A documentary that unpicks every aspect of the incident still regarded as the darkest act in the trans-Tasman sporting rivalry will go to air in New Zealand next week.
Trevor Chappell’s rollout to tailender Brian McKechnie at the MCG happened 38 years ago this Friday.
To mark the occasion, a collaborative broadcasting effort from both sides of the Tasman interviewed the key players from each team.
Interviewer Eric Young said the exercise proved cathartic for both Chappell siblings and most obviously for an emotional Greg, the underarm mastermind.
Young said he could hear an exhalation of relief from the former Australian captain when he was pitched the interview.
“Some of the things Greg has to say about his little brother will touch anyone who has a little brother,” Young told AAP.
“There are some quite moving moments.
“Greg’s very honest about his emotional wellbeing on that day. His mental and physical exhaustion, is the origin story of underarm.”
Greg instructed Trevor to roll the final delivery – legal at the time – to deny McKechnie any chance of hitting a match-tying six.
McKechnie blocked the ball and flung his bat in disgust.
It didn’t take long for recriminations to begin.
As spectators invaded the ground, a young girl tugged on Greg Chappell’s shirtsleeve, he revealed in the documentary.
“She was looking up at me and she said ‘you cheated’. At that moment I thought that this might be a bit bigger than I’d even imagined.”
Australian vice captain Kim Hughes and opener Graeme Wood were also interviewed.
The Seven Network will show the documentary in Australia at an unspecified date.

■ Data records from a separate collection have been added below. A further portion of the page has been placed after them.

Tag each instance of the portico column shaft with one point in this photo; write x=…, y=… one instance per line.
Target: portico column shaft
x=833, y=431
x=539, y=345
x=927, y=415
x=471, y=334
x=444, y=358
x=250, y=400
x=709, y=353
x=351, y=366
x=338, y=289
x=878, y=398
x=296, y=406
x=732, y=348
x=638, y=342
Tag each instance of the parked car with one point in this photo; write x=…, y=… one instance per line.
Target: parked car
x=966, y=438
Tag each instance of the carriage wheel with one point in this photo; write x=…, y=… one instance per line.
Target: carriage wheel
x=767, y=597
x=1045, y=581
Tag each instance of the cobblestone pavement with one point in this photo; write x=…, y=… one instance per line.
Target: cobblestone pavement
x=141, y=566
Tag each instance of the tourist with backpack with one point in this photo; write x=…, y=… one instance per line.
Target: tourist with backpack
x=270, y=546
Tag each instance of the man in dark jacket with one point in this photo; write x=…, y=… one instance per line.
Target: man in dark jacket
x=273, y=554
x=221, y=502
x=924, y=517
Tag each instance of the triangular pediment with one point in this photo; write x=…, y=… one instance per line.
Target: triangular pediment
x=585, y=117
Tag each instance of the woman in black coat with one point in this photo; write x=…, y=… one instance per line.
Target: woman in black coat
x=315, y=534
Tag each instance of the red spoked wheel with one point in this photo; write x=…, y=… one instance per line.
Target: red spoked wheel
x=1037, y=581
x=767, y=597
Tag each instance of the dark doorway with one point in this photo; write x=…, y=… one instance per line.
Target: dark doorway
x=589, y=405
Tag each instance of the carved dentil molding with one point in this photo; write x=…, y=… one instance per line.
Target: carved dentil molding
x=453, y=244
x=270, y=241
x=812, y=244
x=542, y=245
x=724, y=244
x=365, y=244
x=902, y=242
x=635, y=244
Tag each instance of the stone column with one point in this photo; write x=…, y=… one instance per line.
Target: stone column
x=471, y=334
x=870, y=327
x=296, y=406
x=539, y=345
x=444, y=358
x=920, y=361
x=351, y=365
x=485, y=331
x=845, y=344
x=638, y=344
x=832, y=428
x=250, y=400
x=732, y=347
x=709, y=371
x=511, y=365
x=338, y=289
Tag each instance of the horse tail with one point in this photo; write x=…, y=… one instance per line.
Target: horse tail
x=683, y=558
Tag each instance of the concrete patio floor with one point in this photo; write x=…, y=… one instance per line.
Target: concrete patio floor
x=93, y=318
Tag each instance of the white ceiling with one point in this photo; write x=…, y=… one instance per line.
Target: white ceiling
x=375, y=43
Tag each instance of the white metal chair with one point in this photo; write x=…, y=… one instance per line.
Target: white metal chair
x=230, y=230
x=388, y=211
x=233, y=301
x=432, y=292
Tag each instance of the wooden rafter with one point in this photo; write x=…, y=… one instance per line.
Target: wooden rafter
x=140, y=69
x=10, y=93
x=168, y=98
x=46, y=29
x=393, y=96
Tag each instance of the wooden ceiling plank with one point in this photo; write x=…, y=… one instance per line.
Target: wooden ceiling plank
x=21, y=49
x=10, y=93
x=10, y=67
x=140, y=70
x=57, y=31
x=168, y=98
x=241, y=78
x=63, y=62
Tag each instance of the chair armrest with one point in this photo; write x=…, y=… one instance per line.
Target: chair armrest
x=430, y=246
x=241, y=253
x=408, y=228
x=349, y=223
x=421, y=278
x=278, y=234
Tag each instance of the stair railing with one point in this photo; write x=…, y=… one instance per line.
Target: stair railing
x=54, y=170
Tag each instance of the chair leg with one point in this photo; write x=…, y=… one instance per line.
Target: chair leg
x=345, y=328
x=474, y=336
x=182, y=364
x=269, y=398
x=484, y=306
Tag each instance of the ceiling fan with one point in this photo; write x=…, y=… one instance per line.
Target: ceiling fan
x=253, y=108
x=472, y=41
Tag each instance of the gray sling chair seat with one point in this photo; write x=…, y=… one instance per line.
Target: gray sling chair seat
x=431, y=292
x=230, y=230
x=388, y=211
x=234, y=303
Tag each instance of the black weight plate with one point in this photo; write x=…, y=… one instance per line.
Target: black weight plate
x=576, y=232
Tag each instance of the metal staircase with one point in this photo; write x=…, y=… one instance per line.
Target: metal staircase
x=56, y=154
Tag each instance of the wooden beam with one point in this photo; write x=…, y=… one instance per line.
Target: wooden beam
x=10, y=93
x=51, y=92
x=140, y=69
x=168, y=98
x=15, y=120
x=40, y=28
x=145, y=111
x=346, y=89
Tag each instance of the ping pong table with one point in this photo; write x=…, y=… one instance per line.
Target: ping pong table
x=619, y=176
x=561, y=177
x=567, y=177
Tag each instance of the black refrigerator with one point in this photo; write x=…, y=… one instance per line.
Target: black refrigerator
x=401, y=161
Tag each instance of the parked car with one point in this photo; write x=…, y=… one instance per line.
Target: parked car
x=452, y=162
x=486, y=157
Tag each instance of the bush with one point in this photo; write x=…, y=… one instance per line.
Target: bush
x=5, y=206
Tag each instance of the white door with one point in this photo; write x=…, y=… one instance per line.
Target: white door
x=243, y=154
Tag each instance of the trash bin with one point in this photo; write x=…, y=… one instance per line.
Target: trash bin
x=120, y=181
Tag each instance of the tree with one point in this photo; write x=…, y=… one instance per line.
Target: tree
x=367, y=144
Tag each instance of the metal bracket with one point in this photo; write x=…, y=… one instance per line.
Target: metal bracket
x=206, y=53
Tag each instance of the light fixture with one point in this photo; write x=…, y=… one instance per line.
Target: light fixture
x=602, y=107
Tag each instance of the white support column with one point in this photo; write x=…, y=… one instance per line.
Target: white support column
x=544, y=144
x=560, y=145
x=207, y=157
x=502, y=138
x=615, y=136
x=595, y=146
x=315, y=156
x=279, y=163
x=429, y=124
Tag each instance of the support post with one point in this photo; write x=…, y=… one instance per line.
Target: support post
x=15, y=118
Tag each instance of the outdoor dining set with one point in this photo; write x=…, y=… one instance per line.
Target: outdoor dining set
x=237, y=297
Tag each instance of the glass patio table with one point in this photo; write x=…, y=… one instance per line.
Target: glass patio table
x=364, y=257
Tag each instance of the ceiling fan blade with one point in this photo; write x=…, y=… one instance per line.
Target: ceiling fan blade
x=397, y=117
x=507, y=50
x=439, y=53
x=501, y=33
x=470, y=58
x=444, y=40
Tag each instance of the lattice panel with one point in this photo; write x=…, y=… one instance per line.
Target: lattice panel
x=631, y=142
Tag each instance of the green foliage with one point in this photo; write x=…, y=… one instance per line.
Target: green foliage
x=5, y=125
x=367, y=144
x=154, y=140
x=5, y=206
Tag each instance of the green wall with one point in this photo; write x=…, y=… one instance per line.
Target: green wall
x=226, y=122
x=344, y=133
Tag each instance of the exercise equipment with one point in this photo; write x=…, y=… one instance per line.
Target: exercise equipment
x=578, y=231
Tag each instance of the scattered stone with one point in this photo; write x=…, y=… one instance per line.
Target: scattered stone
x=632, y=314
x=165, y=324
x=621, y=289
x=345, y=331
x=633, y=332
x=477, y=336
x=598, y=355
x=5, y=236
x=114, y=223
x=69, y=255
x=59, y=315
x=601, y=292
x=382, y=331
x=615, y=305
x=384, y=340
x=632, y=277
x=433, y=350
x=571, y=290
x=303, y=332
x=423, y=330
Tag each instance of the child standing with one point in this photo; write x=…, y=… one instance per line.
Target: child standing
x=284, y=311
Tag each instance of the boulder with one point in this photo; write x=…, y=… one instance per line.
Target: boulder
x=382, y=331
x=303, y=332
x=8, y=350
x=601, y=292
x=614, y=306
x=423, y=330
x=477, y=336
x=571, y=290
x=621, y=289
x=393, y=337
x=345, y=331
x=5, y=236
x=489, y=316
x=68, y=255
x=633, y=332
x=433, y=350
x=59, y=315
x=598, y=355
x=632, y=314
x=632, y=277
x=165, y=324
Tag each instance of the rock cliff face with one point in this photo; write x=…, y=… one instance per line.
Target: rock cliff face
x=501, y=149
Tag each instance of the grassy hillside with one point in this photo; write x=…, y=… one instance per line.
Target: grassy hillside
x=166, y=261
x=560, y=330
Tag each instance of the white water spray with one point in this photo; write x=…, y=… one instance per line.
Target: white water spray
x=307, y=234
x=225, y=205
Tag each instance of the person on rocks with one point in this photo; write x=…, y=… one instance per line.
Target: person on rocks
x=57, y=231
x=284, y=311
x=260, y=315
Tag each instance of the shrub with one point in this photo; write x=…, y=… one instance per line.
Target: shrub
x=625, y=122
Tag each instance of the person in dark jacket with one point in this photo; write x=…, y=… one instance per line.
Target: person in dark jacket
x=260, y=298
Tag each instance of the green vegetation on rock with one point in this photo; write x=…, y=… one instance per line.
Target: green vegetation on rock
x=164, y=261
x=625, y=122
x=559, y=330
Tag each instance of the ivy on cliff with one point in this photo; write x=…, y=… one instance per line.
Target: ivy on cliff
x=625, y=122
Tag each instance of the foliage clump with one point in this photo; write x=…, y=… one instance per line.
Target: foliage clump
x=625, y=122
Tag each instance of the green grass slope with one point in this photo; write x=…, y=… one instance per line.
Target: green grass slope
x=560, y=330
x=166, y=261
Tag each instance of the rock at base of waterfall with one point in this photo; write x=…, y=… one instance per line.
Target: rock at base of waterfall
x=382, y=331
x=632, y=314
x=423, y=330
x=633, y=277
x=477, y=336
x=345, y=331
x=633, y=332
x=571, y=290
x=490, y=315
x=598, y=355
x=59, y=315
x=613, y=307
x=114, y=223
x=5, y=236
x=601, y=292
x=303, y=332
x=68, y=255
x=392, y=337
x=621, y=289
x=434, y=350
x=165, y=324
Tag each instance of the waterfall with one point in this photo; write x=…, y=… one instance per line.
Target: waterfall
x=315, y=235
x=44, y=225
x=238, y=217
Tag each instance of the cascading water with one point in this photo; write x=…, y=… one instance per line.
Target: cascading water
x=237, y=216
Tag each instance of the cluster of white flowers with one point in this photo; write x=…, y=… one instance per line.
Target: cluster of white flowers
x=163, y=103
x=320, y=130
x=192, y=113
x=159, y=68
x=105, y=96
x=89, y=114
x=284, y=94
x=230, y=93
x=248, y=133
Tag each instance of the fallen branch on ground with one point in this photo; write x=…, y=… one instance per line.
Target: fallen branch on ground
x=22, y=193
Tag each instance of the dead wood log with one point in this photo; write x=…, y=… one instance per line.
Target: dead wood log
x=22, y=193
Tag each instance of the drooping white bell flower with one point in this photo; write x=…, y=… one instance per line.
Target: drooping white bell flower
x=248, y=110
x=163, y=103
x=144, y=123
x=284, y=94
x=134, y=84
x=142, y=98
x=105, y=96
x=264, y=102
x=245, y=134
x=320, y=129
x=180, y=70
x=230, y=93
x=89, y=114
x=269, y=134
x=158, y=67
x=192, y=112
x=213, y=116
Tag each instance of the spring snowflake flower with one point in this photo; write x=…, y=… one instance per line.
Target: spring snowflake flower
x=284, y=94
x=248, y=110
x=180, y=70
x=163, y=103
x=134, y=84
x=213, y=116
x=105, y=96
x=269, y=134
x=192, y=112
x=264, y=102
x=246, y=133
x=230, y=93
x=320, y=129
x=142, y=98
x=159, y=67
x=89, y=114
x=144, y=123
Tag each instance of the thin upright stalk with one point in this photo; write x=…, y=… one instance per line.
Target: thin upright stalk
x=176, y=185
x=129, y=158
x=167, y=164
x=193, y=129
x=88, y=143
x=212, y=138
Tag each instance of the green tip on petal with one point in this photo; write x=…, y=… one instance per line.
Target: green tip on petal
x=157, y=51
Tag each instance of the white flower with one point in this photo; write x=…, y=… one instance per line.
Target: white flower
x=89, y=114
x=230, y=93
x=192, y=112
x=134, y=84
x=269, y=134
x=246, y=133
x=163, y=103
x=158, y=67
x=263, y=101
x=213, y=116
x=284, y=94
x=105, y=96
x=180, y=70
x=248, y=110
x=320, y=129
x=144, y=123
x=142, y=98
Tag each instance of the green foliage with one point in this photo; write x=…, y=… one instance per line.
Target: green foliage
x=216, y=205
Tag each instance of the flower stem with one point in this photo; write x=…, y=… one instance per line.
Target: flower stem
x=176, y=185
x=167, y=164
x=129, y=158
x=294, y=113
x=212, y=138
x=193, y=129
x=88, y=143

Hughes drew comparisons between the underarm and the Cape Town sandpaper scandal that rocked Australian cricket last year, believing both stemmed from intense pressure to win.
“Hughes doesn’t lay blame of any kind at the feet of Greg Chappell,” Young said.
For Kiwis, the underarm has had 38 years of positive spinoffs, and not just for the sporting banter moral high ground they’ve been gifted.
The captain on February 1, 1981 was Geoff Howarth, who was angered at first but then noted how interest in his team subsequently exploded.
“Geoff said it was the greatest thing to happen to New Zealand cricket,” Young said.
“We call it the ball that changed cricket.”